Mitternachtsmesse (4) Angriff der Killerameisen

Panik auf der Buchmesse - Publikum kommt. Die Stimmung auf den Parties verdüstert sich. Die letzten Verlage werden verscheuert. Nur die Gefräßigsten überleben.


Von Daniel-Dylan Böhmer

Das vorzeitige Ende der Buchmesse nimmt so berechenbar den immer selben Verlauf, daß er wie ein Naturschauspiel anmutet. Zum Beispiel wie die Eroberung eines Ameisenbaus durch Raubameisen: Noch in der Freitagnacht ist die Messe ein Real-Time-Forum des geistigen Fortschritts (oder Schwachsinns). Doch genau in dem Moment am Morgen des Samstags, des ersten Publikumstages, wo der erste offzielle Nicht-Fachbesucher das Messegelände betritt, verbreitet sich der Alarm unter den emsigen Arbeiterinnen in den Gängen des Baus und Absetzbewegungen beginnen. Natürlich werden zunächst die Königinnen in Sicherheit gebracht: Die Verlagsleiter fliehen in die Besprechungszimmer der Hotels und die Professorenvillen der Stadt, dann weiter nach Hamburg, Berlin, Wien und Köln. Eilig tragen Soldatinnen die Puppen fort, die Pressedamen begleiten die Autoren der Schwerpunkttitel zum Flughafen. Die wichtigeren Lektoren stürzen noch einen Gin-Tonic runter und setzen sich dann in den Zug. Das große Gemetzel überläßt man dem Fußvolk. Eigentlich ist der großartige Bau dann nur noch eine tote Hülle, durchwuselt von Eindringlingen mit riesigen Rucksäcken und den immergleichen Autogrammwünschen.

Anders gesagt: Am Samstagabend ist das Schiff geentert und sinkt zugleich, nur der Bug ragt noch aus den Fluten. Und die Kapelle, die genau dann anfängt zu spielen, wird für gewöhnlich vom Verlag Kiepenheuer & Witsch bezahlt. Das ,Home of Pop' unter den herstellenden Buchhändlern Deutschlands feiert üblicherweise Samstags in einer Frankfurter Discothek. Bisweilen legen Autoren auf. Die einzigen parallelen Parties von Bedeutung sind (neben der von Eichborn) jene des britischen Cannongate-Verlags und der amerikanischen Underground-Institution Grove Press. Bei Grove legte letztes Jahr noch der Verleger Jamie Bing selbst auf, funky stuff, gut getimt und mit der perfekten Dosis Anzüglichkeit, die lettische Rechtehändlerinnen in Fahrt bringt. Das war letztes Jahr und die Disco war etwas cooler als die von KiWi. Und was passiert, wenn die coolsten sich zusammentun? Es wird ein etwas unterkühlter Abend. KiWi, Cannongate und Grove mieteten gemeinsam die U-Bar 60311, einen ehemaligen U-Bahn-Tunnel, in dem am Messe-Mittwoch Suhrkamp-Autoren rocken und während des restlichen Jahres 17- bis 25-jährige House-Fans über der Kloschüssel hängen.
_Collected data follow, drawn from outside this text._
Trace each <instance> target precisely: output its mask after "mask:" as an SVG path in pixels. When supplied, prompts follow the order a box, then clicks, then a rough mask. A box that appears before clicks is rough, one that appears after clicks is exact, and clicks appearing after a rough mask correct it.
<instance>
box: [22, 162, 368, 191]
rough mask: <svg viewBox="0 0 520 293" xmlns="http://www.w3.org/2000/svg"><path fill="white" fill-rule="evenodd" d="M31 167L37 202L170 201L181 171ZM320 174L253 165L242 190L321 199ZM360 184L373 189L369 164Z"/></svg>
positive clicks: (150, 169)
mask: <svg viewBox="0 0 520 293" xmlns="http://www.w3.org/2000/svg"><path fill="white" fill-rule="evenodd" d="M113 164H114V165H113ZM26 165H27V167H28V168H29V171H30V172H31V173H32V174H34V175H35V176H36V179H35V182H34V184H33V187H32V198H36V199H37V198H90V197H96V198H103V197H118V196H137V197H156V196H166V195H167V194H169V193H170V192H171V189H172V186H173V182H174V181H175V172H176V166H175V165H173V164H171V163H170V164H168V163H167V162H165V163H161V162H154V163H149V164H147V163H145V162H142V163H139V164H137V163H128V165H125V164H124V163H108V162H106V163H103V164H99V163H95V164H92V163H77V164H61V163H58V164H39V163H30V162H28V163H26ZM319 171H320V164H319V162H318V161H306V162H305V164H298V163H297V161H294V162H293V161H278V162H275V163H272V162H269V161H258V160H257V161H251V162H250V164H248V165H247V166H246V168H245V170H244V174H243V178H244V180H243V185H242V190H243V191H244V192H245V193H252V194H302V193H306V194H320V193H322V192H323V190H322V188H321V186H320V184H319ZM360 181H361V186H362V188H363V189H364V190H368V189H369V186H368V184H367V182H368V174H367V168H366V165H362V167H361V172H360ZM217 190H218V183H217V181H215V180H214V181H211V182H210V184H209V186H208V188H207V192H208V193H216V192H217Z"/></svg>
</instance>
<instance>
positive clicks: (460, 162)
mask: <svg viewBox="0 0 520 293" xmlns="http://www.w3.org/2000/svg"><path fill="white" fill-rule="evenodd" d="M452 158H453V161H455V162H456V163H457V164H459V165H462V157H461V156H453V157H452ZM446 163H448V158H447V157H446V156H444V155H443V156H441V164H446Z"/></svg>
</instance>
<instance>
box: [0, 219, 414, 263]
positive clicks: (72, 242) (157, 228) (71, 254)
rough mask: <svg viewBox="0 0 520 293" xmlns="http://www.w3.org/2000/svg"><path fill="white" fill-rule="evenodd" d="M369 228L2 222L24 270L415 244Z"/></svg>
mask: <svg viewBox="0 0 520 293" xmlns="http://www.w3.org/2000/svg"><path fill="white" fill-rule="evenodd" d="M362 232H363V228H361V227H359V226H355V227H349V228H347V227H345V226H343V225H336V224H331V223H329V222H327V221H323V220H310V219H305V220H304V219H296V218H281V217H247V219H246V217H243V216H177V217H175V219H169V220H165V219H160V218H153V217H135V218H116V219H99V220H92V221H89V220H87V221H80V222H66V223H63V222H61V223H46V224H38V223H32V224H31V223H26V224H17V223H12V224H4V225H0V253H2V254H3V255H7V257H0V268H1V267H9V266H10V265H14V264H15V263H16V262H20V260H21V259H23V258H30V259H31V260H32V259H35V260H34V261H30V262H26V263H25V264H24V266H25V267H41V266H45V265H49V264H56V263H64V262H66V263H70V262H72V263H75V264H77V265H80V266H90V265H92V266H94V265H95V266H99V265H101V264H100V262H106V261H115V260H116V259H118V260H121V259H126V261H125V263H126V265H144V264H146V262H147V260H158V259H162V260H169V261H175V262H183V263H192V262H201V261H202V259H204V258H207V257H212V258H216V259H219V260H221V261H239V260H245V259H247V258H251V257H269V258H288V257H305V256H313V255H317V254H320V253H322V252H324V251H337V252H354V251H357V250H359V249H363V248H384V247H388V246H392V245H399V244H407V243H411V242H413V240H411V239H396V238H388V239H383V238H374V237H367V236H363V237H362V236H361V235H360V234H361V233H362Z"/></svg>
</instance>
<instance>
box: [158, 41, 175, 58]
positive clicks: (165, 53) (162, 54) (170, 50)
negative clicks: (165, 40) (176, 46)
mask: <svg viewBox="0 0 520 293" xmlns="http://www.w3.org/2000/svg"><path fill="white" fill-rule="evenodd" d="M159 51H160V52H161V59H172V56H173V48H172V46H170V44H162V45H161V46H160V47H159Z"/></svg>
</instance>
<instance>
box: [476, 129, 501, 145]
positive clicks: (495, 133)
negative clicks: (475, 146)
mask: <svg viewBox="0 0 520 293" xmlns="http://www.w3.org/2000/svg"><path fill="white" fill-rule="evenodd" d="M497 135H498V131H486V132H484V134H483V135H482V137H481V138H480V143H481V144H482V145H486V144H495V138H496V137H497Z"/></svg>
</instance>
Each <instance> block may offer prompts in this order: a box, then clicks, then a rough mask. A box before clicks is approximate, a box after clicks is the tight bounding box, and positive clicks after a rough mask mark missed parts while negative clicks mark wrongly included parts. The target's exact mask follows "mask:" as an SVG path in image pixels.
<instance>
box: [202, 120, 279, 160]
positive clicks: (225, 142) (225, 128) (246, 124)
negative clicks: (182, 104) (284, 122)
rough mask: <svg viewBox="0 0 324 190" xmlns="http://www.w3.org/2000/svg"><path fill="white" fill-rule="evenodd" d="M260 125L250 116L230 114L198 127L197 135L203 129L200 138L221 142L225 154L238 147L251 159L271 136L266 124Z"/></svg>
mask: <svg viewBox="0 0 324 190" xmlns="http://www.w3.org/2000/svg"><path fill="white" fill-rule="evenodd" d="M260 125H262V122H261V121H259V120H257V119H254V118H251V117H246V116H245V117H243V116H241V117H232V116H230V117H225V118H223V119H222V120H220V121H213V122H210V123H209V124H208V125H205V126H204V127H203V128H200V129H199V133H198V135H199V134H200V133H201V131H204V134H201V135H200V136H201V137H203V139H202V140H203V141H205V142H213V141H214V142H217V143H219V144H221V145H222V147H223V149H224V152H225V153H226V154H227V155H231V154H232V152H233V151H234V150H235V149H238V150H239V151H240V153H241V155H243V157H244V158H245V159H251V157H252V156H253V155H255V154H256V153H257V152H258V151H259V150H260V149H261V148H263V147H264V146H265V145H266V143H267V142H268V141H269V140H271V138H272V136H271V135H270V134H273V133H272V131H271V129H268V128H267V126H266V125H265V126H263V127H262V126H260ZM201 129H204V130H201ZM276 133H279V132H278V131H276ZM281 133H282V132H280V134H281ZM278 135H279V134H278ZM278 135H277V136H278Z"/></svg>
Die Musik von Jamie Bing wirkte seltsam digitalisiert und die Lektoren der Dreikaiserschlacht hatten sich wenig zuzubrüllen. Nur Feridun Zaimoglu war mal wieder da, und auch er langweilte sich sichtlich. Fazit: Wenn drei groovige Labels sich zusammentun, dann schmieren sie gnadenlos gegen Suhrkamp ab. Die Strafe: Auch die Party wurde ab 0.30 Uhr von Raubameisen überrannt.

Die Königinnen, in diesem Fall zum Beispiel die Grove-Chefs und ein guter Teil des KiWi-Lektorats, saßen derweil schon im Frankfurter Hof, weil sie ihre eigene Party offenbar auch nicht spannender fanden als Feridun. In der Bar war die Stimmung zwar noch öder, aber immerhin sind die Drinks hier wesentlich teurer. Und in sachlicher Athmosphäre ließen sich endlich ein paar Nachrichten der Art in Erfahrung bringen, wie sie seit Messebeginn gefehlt hatten: der erfolgreiche Verlag Eichborn schluckt den kleinen Literaturverlag Pendo. Der erfolgreiche Verlag Klett-Cotta schluckt die feinen Österreichischen Staatsverlage, unter anderem den Residenz-Verlag. Und für die Deutsche Verlagsanstalt bahnt sich eine solidarische Gemeinschaftslösung verantwortungsvoller (und erfolgreicher) Verleger an. Guten Appetit.